Quantitative Movement Testing: Measuring Patient Movements from a Single Smartphone Video
For clinicians and researchers studying chronic pain, QMT provides an accessible, objective method to quantify movement impairments outside the lab, though it is an incremental improvement over existing pose-estimation approaches.
The authors developed Quantitative Movement Testing (QMT), a computer vision pipeline using monocular smartphone video to extract 3D kinematic biomarkers, and validated it against optical motion capture. QMT achieved strong correlations (r > 0.85) and high test-retest reliability (r > 0.86) in clinical cohorts, enabling remote monitoring of movement in chronic pain patients.

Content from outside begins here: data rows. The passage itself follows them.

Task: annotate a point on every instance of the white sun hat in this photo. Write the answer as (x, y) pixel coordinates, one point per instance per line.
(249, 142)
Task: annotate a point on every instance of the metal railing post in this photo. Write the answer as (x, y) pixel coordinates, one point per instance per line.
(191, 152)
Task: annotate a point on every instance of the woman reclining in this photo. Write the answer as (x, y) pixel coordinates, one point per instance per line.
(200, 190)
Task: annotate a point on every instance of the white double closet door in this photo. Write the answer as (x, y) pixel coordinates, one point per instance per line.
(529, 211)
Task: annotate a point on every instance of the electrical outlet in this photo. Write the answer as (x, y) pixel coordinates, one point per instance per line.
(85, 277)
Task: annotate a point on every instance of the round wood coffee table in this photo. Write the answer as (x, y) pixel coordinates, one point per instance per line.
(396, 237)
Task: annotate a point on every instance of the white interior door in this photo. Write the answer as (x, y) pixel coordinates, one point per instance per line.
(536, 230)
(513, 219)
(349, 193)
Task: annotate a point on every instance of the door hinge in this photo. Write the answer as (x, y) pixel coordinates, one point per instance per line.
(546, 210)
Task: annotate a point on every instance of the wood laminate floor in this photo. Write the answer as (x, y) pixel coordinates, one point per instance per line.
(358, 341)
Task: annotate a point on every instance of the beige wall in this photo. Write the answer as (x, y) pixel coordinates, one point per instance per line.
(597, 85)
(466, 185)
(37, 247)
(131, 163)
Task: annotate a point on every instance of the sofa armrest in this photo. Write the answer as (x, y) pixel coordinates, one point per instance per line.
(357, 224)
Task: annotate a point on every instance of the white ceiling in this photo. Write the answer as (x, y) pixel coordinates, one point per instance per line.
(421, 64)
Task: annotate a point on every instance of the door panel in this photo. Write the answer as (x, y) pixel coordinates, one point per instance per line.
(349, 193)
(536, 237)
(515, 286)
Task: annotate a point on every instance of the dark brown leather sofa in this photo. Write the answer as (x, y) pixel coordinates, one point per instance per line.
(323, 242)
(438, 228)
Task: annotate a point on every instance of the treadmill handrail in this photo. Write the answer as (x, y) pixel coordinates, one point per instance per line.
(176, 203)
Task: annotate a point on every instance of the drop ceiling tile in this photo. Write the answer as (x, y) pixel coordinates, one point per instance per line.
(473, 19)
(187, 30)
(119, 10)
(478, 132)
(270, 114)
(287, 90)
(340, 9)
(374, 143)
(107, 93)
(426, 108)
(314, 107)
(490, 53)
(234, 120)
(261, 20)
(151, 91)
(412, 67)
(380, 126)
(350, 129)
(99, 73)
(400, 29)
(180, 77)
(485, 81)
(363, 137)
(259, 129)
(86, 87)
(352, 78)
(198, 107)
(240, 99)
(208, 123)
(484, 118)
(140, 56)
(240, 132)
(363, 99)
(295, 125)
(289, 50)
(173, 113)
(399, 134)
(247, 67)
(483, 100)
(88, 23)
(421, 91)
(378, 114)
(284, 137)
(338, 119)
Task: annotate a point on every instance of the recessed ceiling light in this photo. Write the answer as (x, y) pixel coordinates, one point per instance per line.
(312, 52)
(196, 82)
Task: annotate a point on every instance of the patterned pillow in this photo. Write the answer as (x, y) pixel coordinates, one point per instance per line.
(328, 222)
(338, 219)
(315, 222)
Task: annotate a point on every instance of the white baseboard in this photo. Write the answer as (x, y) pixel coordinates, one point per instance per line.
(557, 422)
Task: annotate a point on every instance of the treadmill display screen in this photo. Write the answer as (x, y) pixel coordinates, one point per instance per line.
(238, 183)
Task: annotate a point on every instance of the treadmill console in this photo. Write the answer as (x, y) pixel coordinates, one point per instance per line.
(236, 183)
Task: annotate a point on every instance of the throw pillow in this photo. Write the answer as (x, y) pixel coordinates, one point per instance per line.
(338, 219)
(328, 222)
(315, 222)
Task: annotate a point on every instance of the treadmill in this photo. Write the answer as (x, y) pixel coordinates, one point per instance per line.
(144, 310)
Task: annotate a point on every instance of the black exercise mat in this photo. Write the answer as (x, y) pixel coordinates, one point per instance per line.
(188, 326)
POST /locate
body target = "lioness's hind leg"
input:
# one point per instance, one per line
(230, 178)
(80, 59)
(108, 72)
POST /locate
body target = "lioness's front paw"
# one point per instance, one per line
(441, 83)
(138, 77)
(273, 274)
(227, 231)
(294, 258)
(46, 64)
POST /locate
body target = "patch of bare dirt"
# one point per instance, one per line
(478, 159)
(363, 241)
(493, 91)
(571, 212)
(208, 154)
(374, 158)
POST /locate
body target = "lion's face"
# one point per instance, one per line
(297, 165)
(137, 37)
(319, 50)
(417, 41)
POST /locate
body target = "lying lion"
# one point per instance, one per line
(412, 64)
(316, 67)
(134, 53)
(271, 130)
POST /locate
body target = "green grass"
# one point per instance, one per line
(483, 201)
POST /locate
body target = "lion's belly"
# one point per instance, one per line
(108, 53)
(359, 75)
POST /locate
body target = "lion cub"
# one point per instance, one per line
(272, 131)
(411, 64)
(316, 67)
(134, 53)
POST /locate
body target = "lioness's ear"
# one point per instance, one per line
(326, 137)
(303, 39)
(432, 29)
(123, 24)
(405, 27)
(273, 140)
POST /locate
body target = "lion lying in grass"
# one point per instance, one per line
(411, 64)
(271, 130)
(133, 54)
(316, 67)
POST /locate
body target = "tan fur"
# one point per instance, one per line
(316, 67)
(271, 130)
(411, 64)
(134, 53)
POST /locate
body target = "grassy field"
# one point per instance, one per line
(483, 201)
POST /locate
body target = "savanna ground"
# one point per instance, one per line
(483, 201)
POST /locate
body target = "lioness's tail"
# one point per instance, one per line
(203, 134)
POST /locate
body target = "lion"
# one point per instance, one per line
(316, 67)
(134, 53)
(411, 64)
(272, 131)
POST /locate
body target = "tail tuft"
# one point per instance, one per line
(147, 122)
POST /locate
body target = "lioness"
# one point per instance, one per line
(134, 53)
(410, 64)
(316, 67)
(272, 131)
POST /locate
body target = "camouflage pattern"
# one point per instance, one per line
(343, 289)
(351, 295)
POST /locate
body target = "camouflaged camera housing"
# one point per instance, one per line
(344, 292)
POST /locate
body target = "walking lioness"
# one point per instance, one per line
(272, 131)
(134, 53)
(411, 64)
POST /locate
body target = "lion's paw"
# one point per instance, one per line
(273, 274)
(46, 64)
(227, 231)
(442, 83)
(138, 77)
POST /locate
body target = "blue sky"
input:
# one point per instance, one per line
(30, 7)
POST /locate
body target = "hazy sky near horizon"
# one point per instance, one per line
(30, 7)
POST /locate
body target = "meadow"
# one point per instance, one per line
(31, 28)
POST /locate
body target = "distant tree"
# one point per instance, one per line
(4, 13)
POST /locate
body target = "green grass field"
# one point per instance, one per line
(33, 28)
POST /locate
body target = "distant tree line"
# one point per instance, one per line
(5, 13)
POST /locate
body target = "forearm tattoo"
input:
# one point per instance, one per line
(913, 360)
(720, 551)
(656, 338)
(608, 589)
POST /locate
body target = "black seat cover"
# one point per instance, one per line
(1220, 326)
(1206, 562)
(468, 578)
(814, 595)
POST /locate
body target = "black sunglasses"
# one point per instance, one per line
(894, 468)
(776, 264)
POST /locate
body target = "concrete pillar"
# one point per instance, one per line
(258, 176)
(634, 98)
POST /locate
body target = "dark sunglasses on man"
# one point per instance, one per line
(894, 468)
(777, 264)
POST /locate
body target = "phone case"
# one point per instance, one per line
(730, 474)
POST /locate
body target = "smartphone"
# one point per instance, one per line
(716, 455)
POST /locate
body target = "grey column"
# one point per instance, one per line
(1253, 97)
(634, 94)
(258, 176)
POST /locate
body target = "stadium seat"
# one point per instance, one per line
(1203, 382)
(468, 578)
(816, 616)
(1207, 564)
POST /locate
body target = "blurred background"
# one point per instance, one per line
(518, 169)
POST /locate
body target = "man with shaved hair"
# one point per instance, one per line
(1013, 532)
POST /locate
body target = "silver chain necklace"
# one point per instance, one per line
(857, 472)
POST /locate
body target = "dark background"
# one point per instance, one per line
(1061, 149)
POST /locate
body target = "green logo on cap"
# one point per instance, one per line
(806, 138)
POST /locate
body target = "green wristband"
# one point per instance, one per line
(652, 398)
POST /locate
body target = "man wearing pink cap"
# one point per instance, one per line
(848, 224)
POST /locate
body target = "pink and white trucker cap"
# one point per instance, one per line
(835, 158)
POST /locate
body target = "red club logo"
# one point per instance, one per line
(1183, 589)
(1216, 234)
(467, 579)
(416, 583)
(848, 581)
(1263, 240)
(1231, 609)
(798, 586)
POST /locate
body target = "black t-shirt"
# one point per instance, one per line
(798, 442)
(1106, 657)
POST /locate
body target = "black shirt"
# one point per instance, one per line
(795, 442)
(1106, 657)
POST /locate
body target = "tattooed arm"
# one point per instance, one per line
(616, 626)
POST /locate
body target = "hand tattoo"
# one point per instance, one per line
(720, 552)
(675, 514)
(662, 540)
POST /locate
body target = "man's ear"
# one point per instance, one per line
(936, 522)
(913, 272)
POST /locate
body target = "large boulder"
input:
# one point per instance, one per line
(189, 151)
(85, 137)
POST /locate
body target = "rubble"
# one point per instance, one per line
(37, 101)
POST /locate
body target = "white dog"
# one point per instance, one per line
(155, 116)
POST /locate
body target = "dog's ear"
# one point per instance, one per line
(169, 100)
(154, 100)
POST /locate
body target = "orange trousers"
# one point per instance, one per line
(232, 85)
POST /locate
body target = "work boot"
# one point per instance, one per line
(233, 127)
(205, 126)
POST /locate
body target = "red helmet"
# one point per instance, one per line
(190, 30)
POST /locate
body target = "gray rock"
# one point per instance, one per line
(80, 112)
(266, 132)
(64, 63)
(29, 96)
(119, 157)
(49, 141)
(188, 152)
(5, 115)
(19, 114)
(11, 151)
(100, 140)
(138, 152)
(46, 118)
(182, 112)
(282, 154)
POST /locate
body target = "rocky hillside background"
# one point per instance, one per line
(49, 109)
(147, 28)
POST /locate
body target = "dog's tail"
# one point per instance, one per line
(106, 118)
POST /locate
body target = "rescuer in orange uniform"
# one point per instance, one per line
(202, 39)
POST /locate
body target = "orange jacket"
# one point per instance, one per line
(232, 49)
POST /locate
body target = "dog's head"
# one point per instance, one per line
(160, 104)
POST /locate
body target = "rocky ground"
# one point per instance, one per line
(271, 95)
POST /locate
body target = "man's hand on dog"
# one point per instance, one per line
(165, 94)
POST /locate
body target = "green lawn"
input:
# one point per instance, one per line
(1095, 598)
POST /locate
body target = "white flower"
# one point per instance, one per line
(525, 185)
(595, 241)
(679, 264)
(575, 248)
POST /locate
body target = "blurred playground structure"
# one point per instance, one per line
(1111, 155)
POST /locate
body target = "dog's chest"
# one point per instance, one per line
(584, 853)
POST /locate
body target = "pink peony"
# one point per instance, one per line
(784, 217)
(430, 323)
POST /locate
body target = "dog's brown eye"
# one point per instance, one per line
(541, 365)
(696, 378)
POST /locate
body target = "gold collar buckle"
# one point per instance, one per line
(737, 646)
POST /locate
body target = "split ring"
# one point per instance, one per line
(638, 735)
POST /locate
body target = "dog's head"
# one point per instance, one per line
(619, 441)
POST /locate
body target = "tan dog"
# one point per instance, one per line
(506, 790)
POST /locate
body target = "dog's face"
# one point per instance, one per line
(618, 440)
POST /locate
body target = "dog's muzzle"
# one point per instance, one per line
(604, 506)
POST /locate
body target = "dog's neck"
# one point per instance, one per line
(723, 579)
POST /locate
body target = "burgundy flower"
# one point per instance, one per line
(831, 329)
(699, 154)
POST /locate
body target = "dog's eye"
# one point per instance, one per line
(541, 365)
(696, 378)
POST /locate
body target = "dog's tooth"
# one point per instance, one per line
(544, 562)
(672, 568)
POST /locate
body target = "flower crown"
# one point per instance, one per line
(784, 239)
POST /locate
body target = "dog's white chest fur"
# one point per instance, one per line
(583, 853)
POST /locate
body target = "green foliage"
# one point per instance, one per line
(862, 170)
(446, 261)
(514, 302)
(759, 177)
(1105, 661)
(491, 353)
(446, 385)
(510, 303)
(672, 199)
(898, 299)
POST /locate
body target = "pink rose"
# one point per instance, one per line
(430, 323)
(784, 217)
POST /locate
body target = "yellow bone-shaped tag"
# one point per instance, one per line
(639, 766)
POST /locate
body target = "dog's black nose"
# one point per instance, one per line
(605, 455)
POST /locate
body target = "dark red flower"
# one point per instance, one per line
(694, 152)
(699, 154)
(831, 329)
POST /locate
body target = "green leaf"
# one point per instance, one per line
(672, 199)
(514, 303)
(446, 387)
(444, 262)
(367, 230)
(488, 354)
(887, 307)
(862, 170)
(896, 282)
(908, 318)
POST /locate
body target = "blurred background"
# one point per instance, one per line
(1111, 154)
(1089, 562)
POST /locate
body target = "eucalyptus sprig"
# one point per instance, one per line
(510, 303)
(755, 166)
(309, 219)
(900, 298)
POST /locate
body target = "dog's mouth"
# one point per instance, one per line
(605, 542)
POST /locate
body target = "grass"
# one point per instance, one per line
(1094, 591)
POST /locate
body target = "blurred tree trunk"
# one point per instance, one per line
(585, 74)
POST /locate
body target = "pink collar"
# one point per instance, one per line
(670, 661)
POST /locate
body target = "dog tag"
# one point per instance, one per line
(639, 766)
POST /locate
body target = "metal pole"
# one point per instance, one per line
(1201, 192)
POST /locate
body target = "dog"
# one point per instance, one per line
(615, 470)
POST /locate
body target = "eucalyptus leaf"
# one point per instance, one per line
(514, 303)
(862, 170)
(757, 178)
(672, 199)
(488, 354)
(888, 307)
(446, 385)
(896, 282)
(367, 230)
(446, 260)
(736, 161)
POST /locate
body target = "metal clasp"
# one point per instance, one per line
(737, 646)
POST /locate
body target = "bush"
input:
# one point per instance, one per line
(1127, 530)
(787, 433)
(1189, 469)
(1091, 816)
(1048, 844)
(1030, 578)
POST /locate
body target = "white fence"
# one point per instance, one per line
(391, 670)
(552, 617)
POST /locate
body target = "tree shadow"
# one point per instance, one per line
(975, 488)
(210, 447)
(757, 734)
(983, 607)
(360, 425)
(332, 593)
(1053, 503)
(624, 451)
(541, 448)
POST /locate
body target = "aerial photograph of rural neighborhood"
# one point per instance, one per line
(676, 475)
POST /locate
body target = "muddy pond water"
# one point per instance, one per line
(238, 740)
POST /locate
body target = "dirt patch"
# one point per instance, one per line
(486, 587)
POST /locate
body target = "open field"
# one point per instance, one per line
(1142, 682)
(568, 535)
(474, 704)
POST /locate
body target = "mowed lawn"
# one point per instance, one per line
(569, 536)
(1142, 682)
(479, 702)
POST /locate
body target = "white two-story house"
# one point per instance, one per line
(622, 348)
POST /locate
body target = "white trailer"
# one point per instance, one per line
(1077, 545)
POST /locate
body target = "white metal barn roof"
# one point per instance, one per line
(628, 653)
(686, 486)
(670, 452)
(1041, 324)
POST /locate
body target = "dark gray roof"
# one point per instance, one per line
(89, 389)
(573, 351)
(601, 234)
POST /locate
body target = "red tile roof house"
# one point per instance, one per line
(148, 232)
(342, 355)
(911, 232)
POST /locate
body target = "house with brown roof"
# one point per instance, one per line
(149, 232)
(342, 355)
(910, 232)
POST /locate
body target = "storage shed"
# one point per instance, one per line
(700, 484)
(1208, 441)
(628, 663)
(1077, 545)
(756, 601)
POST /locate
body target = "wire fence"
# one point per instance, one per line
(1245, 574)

Chronic pain diminishes quality of life by decreasing functional ability, yet objectively measuring this functional impact remains challenging in real-world settings. While optical motion capture provides high precision for assessing altered movement quality, it is costly and restricted to laboratory environments. We aimed to develop and validate Quantitative Movement Testing (QMT), a computer vision pipeline extracting 3D kinematic biomarkers from standard monocular smartphone video, balancing clinical accessibility with biomechanical accuracy. We validated the QMT pipeline, utilising deep learning-based 3D pose-estimation, against gold-standard optical motion capture in healthy controls (N=13). Following leave-one-subject-out calibration to correct systematic bias, we deployed QMT in two prospective clinical cohorts to assess real-world utility: a pre- and post-intervention trial for fibromyalgia patients, and a 30-day longitudinal at-home monitoring study of chronic sciatica patients and healthy controls. In laboratory validation, QMT extracted clinical kinematic metrics with high agreement to optical motion capture, yielding strong correlations (r > 0.85) and low mean absolute errors. QMT demonstrated high test-retest reliability (r > 0.86) in fibromyalgia patients and successfully tracked day-to-day movement fluctuations in chronic sciatica. While real-world home settings introduced higher measurement variance than lab settings, QMT found group-level differences between healthy controls and sciatica patients based entirely on remote recordings. Monocular 3D pose estimation offers a scalable alternative to traditional assessments. QMT provides an objective, accessible biomarker for tracking disease progression and treatment response in clinical trials, though further research is needed to optimise reliability in home environments.